Sonny Bono fell almost completely out of the public eye following the cancellation of The Sonny and Cher Show in 1977. While his ex-wife and erstwhile musical partner, Cher, launched a hugely successful second phase of her career with well-received acting roles in the 1980s, Sonny left the spotlight behind to focus on the restaurant business. Although he presented himself as a none-too-bright bumbler during his days on television, Bono had been an astute operator in shepherding his and Cher’s early musical career and in his later business dealings. The owner of several successful restaurants, Bono got involved in politics after growing frustrated with the bureaucratic hurdles placed before one of his restaurant construction projects by local officials in Palm Springs, California, in the late 1980s. Though he himself had registered to vote for the first time only one year earlier, Bono was elected mayor of Palm Springs in 1988. Following a failed run in the California Republican Senatorial primary in 1992, Bono turned his attention to the 44th District’s Congressional seat in 1994. A conservative Republican, Bono was swept into office as part of the Newt Gingrich-led Republican “revolution” that year, and he was re-elected in 1996.

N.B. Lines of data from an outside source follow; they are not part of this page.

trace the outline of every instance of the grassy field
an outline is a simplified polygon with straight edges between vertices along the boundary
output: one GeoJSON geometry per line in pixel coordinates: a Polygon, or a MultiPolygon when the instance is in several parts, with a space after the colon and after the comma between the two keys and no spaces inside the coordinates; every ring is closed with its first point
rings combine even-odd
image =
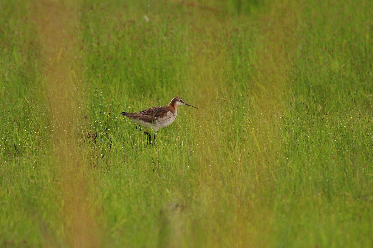
{"type": "Polygon", "coordinates": [[[0,3],[0,247],[373,246],[373,2],[131,1],[0,3]]]}

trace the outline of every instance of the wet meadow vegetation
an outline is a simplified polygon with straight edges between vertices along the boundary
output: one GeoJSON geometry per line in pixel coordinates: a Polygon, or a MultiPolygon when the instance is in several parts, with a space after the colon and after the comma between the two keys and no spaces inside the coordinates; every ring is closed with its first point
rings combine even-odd
{"type": "Polygon", "coordinates": [[[373,245],[371,1],[0,9],[0,247],[373,245]]]}

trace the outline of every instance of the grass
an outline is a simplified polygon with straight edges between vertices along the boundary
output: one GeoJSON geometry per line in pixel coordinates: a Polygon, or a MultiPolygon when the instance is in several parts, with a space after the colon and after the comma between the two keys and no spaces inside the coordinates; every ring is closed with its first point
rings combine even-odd
{"type": "Polygon", "coordinates": [[[0,4],[0,247],[373,245],[369,1],[0,4]]]}

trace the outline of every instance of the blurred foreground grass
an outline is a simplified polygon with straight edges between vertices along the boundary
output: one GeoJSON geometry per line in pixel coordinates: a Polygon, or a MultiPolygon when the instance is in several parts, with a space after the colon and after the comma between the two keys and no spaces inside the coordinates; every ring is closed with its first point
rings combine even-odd
{"type": "Polygon", "coordinates": [[[1,3],[0,246],[372,246],[372,7],[1,3]]]}

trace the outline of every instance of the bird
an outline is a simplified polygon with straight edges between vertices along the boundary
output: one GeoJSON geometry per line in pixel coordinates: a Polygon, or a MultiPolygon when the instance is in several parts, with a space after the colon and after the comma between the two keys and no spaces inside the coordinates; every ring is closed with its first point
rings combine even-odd
{"type": "MultiPolygon", "coordinates": [[[[198,108],[188,104],[179,96],[176,96],[167,106],[153,107],[137,113],[122,112],[121,114],[142,127],[151,128],[156,133],[160,129],[168,127],[175,120],[178,114],[178,108],[182,105],[198,108]]],[[[144,132],[147,133],[145,131],[144,132]]]]}

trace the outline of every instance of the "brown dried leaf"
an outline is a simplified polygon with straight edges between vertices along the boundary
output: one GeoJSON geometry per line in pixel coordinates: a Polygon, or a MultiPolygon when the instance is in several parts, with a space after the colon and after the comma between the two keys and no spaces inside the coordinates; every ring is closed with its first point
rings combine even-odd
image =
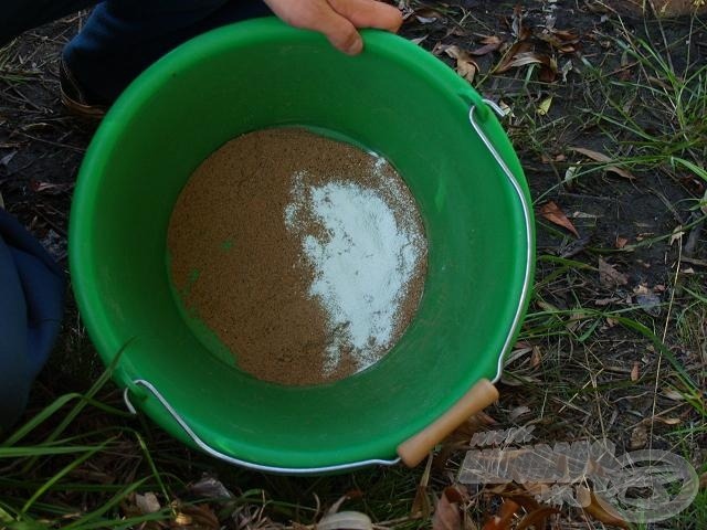
{"type": "Polygon", "coordinates": [[[145,495],[135,494],[135,505],[138,507],[143,515],[155,513],[162,509],[157,500],[157,496],[151,491],[145,495]]]}
{"type": "MultiPolygon", "coordinates": [[[[584,155],[587,158],[591,158],[595,162],[602,163],[611,163],[613,160],[609,158],[603,152],[592,151],[591,149],[584,149],[583,147],[570,147],[570,150],[574,152],[579,152],[580,155],[584,155]]],[[[619,177],[623,177],[624,179],[633,180],[635,177],[625,169],[621,169],[616,166],[606,166],[604,168],[606,171],[611,171],[612,173],[616,173],[619,177]]]]}
{"type": "Polygon", "coordinates": [[[527,53],[532,49],[532,45],[529,42],[518,41],[513,46],[510,46],[499,63],[494,68],[495,74],[503,74],[504,72],[508,72],[513,66],[509,66],[510,62],[519,54],[527,53]]]}
{"type": "Polygon", "coordinates": [[[640,423],[631,431],[631,451],[642,449],[648,443],[648,432],[645,426],[640,423]]]}
{"type": "Polygon", "coordinates": [[[469,83],[474,81],[474,76],[476,75],[476,72],[478,72],[478,64],[476,64],[476,61],[472,59],[466,50],[462,50],[455,44],[449,46],[445,44],[441,44],[439,46],[435,46],[435,49],[437,47],[440,52],[444,52],[450,57],[456,60],[456,71],[462,77],[464,77],[469,83]]]}
{"type": "Polygon", "coordinates": [[[506,70],[517,68],[519,66],[526,66],[528,64],[545,64],[550,65],[550,57],[544,53],[538,52],[520,52],[508,61],[506,70]]]}
{"type": "Polygon", "coordinates": [[[631,381],[639,380],[639,361],[633,362],[633,368],[631,369],[631,381]]]}
{"type": "Polygon", "coordinates": [[[604,287],[618,287],[620,285],[626,285],[629,277],[616,271],[616,267],[609,262],[599,257],[599,282],[604,287]]]}
{"type": "Polygon", "coordinates": [[[317,530],[373,530],[371,518],[360,511],[328,513],[317,522],[317,530]]]}
{"type": "Polygon", "coordinates": [[[540,507],[520,519],[520,522],[518,522],[516,530],[526,530],[530,527],[545,528],[546,520],[555,513],[560,513],[560,510],[558,510],[557,508],[552,508],[551,506],[540,507]]]}
{"type": "Polygon", "coordinates": [[[510,499],[504,500],[504,504],[500,505],[500,510],[498,510],[498,515],[488,519],[482,530],[510,530],[513,518],[519,509],[520,505],[516,501],[510,499]]]}
{"type": "Polygon", "coordinates": [[[616,513],[615,511],[609,511],[605,508],[606,506],[611,505],[609,505],[609,502],[605,500],[602,500],[602,502],[600,504],[599,500],[597,500],[598,497],[598,494],[593,491],[590,492],[591,502],[589,504],[589,506],[584,507],[584,512],[590,515],[598,521],[603,522],[604,524],[613,524],[614,527],[619,528],[629,528],[629,523],[623,520],[623,518],[619,513],[616,513]]]}
{"type": "Polygon", "coordinates": [[[445,488],[432,516],[432,530],[463,530],[458,490],[445,488]]]}
{"type": "Polygon", "coordinates": [[[482,47],[477,47],[476,50],[472,50],[468,53],[476,56],[487,55],[496,50],[500,49],[504,41],[495,35],[486,36],[482,39],[482,43],[484,44],[482,47]]]}
{"type": "Polygon", "coordinates": [[[542,208],[540,209],[540,213],[545,219],[547,219],[551,223],[555,223],[559,226],[562,226],[569,230],[570,232],[572,232],[572,234],[579,237],[579,232],[577,232],[577,229],[574,227],[572,222],[569,219],[567,219],[567,215],[564,215],[564,212],[562,212],[562,210],[560,210],[560,206],[558,206],[553,201],[550,201],[544,204],[542,208]]]}
{"type": "Polygon", "coordinates": [[[184,505],[173,502],[172,507],[177,515],[171,521],[173,529],[184,530],[219,530],[221,523],[209,505],[184,505]],[[188,528],[184,528],[188,527],[188,528]]]}

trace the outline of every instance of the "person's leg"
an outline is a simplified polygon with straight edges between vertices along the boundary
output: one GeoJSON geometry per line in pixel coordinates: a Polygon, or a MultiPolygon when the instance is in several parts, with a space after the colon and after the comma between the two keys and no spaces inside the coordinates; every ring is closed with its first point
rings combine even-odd
{"type": "Polygon", "coordinates": [[[2,0],[0,46],[6,45],[23,31],[61,19],[95,3],[96,0],[2,0]]]}
{"type": "Polygon", "coordinates": [[[108,0],[65,47],[65,75],[81,88],[83,103],[109,105],[140,72],[182,42],[268,13],[262,0],[108,0]]]}

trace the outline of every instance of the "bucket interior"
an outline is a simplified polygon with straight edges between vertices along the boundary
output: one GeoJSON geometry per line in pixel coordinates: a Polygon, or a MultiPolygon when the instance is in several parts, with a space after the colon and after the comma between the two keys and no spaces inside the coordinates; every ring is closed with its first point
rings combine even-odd
{"type": "MultiPolygon", "coordinates": [[[[222,28],[143,74],[101,125],[72,211],[76,298],[116,378],[151,382],[214,449],[309,468],[392,457],[479,378],[494,379],[518,309],[527,229],[508,179],[468,121],[473,91],[426,52],[365,32],[356,57],[275,20],[222,28]],[[190,329],[170,288],[166,234],[191,172],[228,140],[305,126],[384,156],[415,197],[429,244],[424,295],[371,368],[283,386],[226,365],[190,329]]],[[[498,123],[485,130],[521,171],[498,123]]],[[[139,403],[182,441],[154,398],[139,403]]]]}

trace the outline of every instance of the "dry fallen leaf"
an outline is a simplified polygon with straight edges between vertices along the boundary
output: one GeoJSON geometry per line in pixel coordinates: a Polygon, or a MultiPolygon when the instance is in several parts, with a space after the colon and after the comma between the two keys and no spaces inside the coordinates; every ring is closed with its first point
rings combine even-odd
{"type": "Polygon", "coordinates": [[[135,494],[135,504],[144,515],[156,513],[162,509],[159,500],[157,500],[157,496],[151,491],[145,495],[135,494]]]}
{"type": "Polygon", "coordinates": [[[542,506],[526,517],[520,519],[520,522],[516,526],[516,530],[526,530],[528,528],[546,528],[546,519],[555,513],[561,513],[560,510],[551,506],[542,506]]]}
{"type": "Polygon", "coordinates": [[[648,432],[645,426],[640,423],[631,431],[631,451],[642,449],[648,443],[648,432]]]}
{"type": "Polygon", "coordinates": [[[595,162],[609,163],[604,169],[606,171],[611,171],[612,173],[616,173],[619,177],[623,177],[624,179],[633,180],[635,177],[625,169],[621,169],[618,166],[611,165],[614,160],[609,158],[603,152],[592,151],[591,149],[584,149],[583,147],[570,147],[570,150],[574,152],[579,152],[580,155],[584,155],[587,158],[591,158],[595,162]]]}
{"type": "Polygon", "coordinates": [[[567,230],[572,232],[572,234],[579,237],[579,232],[577,232],[577,229],[574,227],[574,225],[571,223],[569,219],[567,219],[567,215],[564,215],[564,212],[562,212],[562,210],[560,210],[560,206],[558,206],[553,201],[550,201],[544,204],[542,208],[540,209],[540,213],[545,219],[547,219],[551,223],[566,227],[567,230]]]}
{"type": "Polygon", "coordinates": [[[614,527],[619,527],[619,528],[629,528],[629,523],[623,520],[623,518],[615,511],[609,511],[606,508],[606,506],[611,506],[609,505],[608,501],[602,500],[602,502],[600,504],[599,500],[599,495],[591,491],[590,492],[590,499],[591,502],[584,507],[584,512],[589,513],[592,518],[597,519],[600,522],[603,522],[604,524],[613,524],[614,527]]]}
{"type": "Polygon", "coordinates": [[[616,271],[616,267],[599,257],[599,282],[604,287],[619,287],[629,283],[629,277],[616,271]]]}
{"type": "Polygon", "coordinates": [[[496,35],[485,36],[484,39],[482,39],[482,44],[484,45],[477,47],[476,50],[472,50],[468,53],[476,56],[486,55],[498,50],[503,45],[503,43],[504,41],[496,35]]]}
{"type": "Polygon", "coordinates": [[[456,488],[444,489],[432,516],[432,530],[463,530],[461,496],[456,488]]]}
{"type": "Polygon", "coordinates": [[[550,112],[550,105],[552,105],[552,96],[542,99],[536,113],[538,113],[539,116],[546,116],[550,112]]]}
{"type": "Polygon", "coordinates": [[[324,516],[317,530],[373,530],[373,522],[360,511],[339,511],[324,516]]]}
{"type": "Polygon", "coordinates": [[[476,64],[476,61],[472,59],[466,50],[462,50],[454,44],[449,46],[446,44],[440,44],[435,46],[435,50],[444,52],[450,57],[456,60],[456,72],[469,83],[474,81],[474,76],[476,72],[478,72],[478,64],[476,64]]]}
{"type": "Polygon", "coordinates": [[[506,499],[500,505],[497,516],[492,516],[482,530],[510,530],[516,512],[520,509],[520,505],[514,500],[506,499]]]}

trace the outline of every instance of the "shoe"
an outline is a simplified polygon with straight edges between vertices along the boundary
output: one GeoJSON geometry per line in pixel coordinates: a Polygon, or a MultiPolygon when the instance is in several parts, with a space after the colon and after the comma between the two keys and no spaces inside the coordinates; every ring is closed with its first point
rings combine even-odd
{"type": "Polygon", "coordinates": [[[99,119],[105,116],[108,103],[83,89],[62,59],[59,65],[59,82],[64,106],[77,116],[99,119]]]}

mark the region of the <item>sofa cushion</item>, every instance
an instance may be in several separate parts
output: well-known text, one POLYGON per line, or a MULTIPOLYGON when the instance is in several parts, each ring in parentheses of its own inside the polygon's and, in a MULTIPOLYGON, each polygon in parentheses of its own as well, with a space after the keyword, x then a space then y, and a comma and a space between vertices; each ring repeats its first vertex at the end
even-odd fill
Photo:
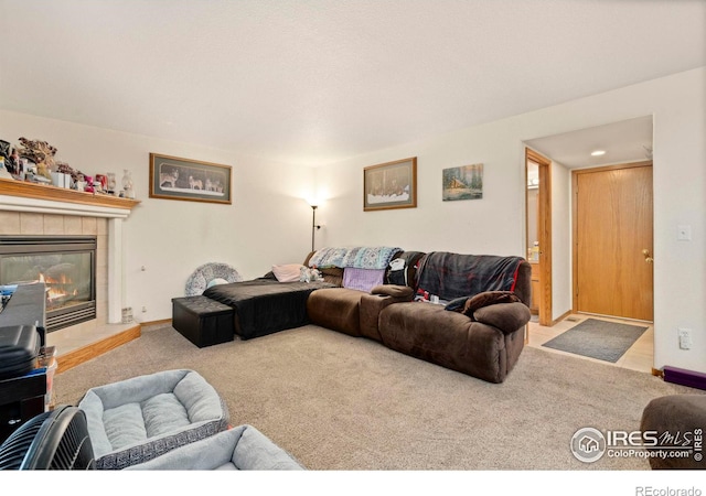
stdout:
POLYGON ((97 468, 124 468, 223 431, 227 407, 193 370, 164 370, 89 389, 86 414, 97 468))
POLYGON ((366 294, 347 288, 324 288, 307 300, 307 314, 312 323, 351 336, 361 335, 361 296, 366 294))
POLYGON ((299 471, 302 465, 252 425, 211 438, 127 467, 133 471, 299 471))
POLYGON ((383 294, 385 296, 405 298, 411 301, 414 291, 408 285, 379 284, 371 290, 371 294, 383 294))
POLYGON ((463 304, 463 313, 471 319, 473 317, 473 312, 478 309, 482 309, 483 306, 495 305, 499 303, 515 303, 518 302, 520 298, 512 291, 483 291, 482 293, 478 293, 474 296, 466 300, 463 304))
POLYGON ((504 334, 514 333, 523 327, 532 319, 530 308, 524 303, 505 303, 490 305, 473 312, 474 321, 498 327, 504 334))
POLYGON ((370 293, 370 291, 383 283, 385 269, 357 269, 346 267, 343 269, 343 288, 354 289, 370 293))
POLYGON ((514 291, 523 262, 521 257, 432 251, 421 258, 417 292, 451 301, 483 291, 514 291))

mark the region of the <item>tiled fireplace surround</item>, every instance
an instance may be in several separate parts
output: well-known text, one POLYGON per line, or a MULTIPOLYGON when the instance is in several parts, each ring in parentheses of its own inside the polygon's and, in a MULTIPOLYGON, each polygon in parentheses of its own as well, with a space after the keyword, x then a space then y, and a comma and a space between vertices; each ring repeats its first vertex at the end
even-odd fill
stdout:
POLYGON ((71 368, 138 337, 139 324, 122 324, 120 308, 121 223, 129 215, 129 208, 60 206, 51 205, 57 203, 54 201, 30 201, 2 193, 0 191, 0 235, 89 235, 97 239, 96 319, 47 334, 46 344, 57 349, 58 369, 71 368), (46 206, 42 207, 43 203, 46 206))

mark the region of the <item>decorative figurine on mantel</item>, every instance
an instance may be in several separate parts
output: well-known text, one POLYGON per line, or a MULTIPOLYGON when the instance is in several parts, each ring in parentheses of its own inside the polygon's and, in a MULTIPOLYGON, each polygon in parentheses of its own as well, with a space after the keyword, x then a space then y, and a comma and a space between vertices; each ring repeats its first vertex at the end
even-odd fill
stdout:
POLYGON ((19 151, 20 157, 36 164, 35 181, 51 184, 52 174, 50 173, 50 168, 54 166, 56 149, 46 141, 28 140, 26 138, 20 138, 20 143, 23 147, 19 151))

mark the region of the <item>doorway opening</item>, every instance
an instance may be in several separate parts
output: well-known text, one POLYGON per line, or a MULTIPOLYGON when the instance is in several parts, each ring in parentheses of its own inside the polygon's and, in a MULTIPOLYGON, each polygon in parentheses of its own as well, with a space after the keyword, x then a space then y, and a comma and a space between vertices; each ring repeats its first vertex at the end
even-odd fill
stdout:
POLYGON ((533 315, 552 322, 552 161, 525 148, 525 252, 532 266, 533 315))

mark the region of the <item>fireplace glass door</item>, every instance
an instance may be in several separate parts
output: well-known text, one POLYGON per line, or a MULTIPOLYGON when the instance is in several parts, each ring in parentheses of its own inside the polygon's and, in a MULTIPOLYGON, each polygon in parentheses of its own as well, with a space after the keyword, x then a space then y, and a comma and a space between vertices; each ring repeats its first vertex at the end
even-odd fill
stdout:
POLYGON ((95 237, 0 237, 0 284, 44 282, 49 332, 94 319, 95 252, 95 237))

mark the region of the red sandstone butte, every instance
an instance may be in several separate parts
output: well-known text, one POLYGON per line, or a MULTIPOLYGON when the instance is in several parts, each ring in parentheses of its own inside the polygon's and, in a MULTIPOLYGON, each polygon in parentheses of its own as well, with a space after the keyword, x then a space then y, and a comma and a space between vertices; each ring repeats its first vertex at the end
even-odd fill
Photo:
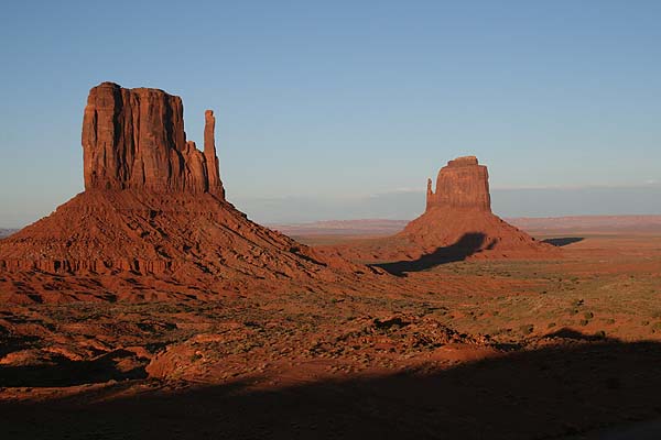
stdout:
POLYGON ((384 239, 319 246, 318 251, 366 263, 424 261, 425 264, 432 260, 559 255, 555 248, 534 240, 491 212, 489 173, 475 156, 449 161, 438 172, 435 190, 427 179, 426 209, 403 231, 384 239))
POLYGON ((224 198, 213 111, 205 122, 203 154, 186 141, 180 97, 112 82, 94 87, 83 119, 85 189, 208 191, 224 198))
POLYGON ((426 210, 435 207, 490 212, 487 167, 478 165, 475 156, 449 161, 438 172, 435 193, 432 191, 432 179, 427 179, 426 210))
POLYGON ((370 272, 321 258, 229 204, 215 123, 207 110, 201 152, 186 140, 181 98, 112 82, 94 87, 83 120, 85 191, 0 241, 0 271, 26 279, 111 275, 112 283, 121 273, 151 274, 235 290, 256 280, 327 282, 370 272))

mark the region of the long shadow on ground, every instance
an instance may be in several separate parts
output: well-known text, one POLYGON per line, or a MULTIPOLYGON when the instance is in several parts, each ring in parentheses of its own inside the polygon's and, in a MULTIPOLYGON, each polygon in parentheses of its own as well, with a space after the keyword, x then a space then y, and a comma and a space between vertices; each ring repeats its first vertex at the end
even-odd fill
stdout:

During his time in office, Bono did not treat his fellow lawmakers to any singing performances, but the man behind the hits “I Got You Babe” (1965) and “The Beat Goes On” (1967) did trade on his public persona as a good-natured, non-threatening nice guy. As The Washington Post noted in its obituary following Bono’s death in a skiing accident in 1996, “Bono brought to Congress a rare skill: He could make lawmakers—even the most pompous among them—laugh at themselves.” Or as President Bill Clinton said, “”His joyful entertainment of millions earned him celebrity, but in Washington he earned respect by being a witty and wise participant in policymaking processes that often seem ponderous to the American people.”